GARO PAYLAN (Diyarbakır) - Son olarak da Halkbanka gelebilecek muhtemel ceza hâlâ Demokles'in kılıcı gibi Halkbankın üzerinde duruyor. 20 milyar dolarlık bir banka, 1 milyar dolar değerde şu anda; 20'de 1'e düşmüş durumda. Böyle şirketlerin değerini artırmaktan bahsediyorsunuz ya, 20 milyar dolar eden bir şirket 1 milyar dolara düşmüş, 20'de 1'ine düşmüş durumda, bu Demokles'in kılıcı yüzünden. Bununla ilgili planınız nedir? Stres testini yaptınız mı? Muhtemel ceza geldiğinde bu banka bu cezaya dayanabilecek mi? Bence dayanamaz yani eğer ki gelebilecek ceza Avrupa'dakilerle orantılı gelirse. Bununla ilgili, kamu olarak o bankanın arkasında duracak mısınız? Yani, durmak bir şekilde gerekecektir mutlaka. Nasıl bir planınız var? Nasıl bir stres testi yaptınız? Bu konuları merak ediyorum.
Teşekkür ederim.
BAŞKAN LÜTFİ ELVAN - Evet, teşekkür ediyorum.
Değerli arkadaşlar, tezkere üzerindeki söz talepleri karşılanmıştır.
Şimdi görüş, eleştiri ve sorulara cevap vermek üzere Sayın Sönmez'e söz veriyorum.
GARO PAYLAN (Diyarbakır) - Bir şey söyleyebilir miyim?
BAŞKAN LÜTFİ ELVAN - Söyleyin.
GARO PAYLAN (Diyarbakır) - Ya şunu söyleyeceğim: Şimdi, mesela Güney Kore hikâyesinden hep bahsedilir. Diyelim ki Güney Kore öyle bir vizyon koymuş, o da kamucu bir başlangıç yapmış yani bu tip sektörlerde hani kamunun bir şekilde yönlendirmesiyle, desteğiyle, arkasında durmasıyla bir Samsung yaratma hedefi olmuş, mesela Samsung'u yaratmış. Üç buçuk yıl oldu, öyle az bir zaman da değil, ben sizden olsun diye de demiyorum ama beton yapılmış -İstanbul Finans Merkezi- veya petrokimya, tamam, eyvallah olabilir ama bunlar artık eski dünyanın şeyleri. Bunlar zaten olmalı. Yeni dünyaya dair biz bir Samsung, bir -efendim- bilişim anlamında, şu anlamda, bu anlamda hiçbir hayal duymadık sizden, sunumunuzda da duymadık. Gerçekten böyle hayaller kurmayacak mıyız yani sizin hayalleriniz yok mu, bunu çok merak ediyorum.

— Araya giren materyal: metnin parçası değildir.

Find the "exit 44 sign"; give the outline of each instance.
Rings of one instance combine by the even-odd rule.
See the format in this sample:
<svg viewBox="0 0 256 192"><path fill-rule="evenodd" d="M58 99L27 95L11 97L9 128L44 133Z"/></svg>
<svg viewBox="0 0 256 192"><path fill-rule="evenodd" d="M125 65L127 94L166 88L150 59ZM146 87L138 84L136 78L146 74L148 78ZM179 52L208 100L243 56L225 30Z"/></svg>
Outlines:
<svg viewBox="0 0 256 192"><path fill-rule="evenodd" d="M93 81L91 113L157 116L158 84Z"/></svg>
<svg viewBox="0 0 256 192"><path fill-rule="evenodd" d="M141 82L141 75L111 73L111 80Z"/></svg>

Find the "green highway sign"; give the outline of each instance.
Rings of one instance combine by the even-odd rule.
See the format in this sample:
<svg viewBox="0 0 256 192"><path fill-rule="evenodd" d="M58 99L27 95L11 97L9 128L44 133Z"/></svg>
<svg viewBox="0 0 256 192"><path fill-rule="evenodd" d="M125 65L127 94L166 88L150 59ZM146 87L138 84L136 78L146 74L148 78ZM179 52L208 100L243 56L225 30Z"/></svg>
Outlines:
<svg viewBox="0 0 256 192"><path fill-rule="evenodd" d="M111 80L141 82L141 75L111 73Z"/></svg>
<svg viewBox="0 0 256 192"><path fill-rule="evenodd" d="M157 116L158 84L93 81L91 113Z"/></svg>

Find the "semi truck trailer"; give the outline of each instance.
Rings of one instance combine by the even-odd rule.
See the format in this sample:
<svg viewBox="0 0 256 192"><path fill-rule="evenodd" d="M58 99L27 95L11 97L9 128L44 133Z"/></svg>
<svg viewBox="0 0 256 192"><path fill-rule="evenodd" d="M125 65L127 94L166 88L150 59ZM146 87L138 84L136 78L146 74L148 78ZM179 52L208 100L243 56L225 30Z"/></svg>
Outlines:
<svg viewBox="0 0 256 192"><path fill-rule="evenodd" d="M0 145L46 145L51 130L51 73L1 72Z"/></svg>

Yani yeni dünyaya dair, katma değeri... Bir şirketin bütün değeri Türkiye'nin gayrisafi yurt içi hasılası kadar hani dünyada biliyorsunuz. Biz hâlâ petrokimya ve linyit çıkarıp yakmaktan bahsediyoruz. Niye "Güneş enerjisine dünyada öncü olacağız." veya "Güneş pili depolamada öncü olacağız, bununla ilgili AR-GE'ye sonsuz destek vereceğiz." diyemiyoruz? Böyle hayaller duymak isterdik. Bu konuda da eksik gördüğümü söyleyebilirim.